0017: Attachments

Status

Summary

Explains the three canonical ways to attach data to an agent message.

Motivation

DIDComm messages use a structured format with a defined schema and a small inventory of scalar data types (string, number, date, etc). However, it will be quite common for messages to supplement formalized exchange with arbitrary data--images, documents, or types of media not yet invented.

We need a way to "attach" such content to DIDComm messages. This method must be flexible, powerful, and usable without requiring new schema updates for every dynamic variation.

Tutorial

Messages versus Data

Before explaining how to associate data with a message, it is worth pondering exactly how these two categories of information differ. It is common for newcomers to DIDComm to argue that messages are just data, and vice versa. After all, any data can be transmitted over DIDComm; doesn't that turn it into a message? And any message can be saved; doesn't that make it data?

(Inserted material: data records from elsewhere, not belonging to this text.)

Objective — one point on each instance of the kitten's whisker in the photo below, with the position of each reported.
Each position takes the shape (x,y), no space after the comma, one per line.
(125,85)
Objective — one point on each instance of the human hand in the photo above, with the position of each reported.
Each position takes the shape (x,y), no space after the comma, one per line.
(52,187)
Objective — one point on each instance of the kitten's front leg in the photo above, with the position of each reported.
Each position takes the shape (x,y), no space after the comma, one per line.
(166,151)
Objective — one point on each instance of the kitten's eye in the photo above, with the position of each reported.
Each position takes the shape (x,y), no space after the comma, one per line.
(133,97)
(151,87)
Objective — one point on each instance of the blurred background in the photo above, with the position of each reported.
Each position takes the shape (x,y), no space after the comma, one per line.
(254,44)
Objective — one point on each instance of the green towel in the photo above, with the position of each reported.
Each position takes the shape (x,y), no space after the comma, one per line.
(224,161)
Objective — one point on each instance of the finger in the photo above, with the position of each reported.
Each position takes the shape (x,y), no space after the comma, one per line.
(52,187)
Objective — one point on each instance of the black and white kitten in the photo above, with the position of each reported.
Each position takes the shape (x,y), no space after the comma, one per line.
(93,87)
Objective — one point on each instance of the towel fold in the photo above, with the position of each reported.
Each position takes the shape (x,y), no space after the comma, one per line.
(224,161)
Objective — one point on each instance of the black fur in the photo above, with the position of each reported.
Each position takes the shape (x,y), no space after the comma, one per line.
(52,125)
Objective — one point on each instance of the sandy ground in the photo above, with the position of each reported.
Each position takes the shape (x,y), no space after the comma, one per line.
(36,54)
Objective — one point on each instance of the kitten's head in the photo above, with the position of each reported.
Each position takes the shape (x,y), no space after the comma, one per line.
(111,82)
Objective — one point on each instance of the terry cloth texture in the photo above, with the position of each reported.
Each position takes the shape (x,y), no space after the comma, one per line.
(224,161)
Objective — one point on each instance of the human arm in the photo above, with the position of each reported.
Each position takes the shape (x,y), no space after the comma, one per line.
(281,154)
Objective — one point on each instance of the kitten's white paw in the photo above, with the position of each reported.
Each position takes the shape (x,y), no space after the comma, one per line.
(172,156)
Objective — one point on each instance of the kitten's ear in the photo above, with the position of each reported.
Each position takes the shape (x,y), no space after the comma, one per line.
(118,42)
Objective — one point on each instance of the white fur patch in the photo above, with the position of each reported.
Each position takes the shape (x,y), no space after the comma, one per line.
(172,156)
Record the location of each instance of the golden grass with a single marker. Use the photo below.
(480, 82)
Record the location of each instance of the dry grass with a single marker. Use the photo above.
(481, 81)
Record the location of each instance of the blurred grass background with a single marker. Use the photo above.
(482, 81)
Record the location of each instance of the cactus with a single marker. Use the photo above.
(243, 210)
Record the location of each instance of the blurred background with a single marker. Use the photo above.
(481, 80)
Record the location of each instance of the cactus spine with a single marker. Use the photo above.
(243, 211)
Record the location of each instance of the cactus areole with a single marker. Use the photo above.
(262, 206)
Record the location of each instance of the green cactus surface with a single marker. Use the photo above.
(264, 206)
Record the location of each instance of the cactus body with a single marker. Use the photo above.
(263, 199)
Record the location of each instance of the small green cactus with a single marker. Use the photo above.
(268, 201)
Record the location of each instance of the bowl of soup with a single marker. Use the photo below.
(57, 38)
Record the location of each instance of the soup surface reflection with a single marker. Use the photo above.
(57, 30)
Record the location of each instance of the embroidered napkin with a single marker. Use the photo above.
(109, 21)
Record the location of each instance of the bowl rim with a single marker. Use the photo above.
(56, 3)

What it is true that messages and data are highly related, some semantic differences matter:

Some examples:

The line between these two concepts may not be perfectly crisp in all cases, and that is okay. It is clear enough, most of the time, to provide context for the central question of this HIPE, which is:

How do we send data through messages?

3 Ways

Data can be "attached" to DIDComm messages in 3 ways:

  1. Inlining
  2. Embedding
  3. Appending

Inlining

In inlining, data is directly assigned as the value paired with a JSON key in a DIDComm message. For example, a DID Document is inlined as the value of the did_doc key in connection_request and connection_response messages in the Connection 1.0 Protocol:

inlined DID Doc

Notice that DID Docs have a meaning at rest, outside the message that conveys them. Notice as well that the versioning of DID Doc formats may evolve independent of the versioning of the connection protocol.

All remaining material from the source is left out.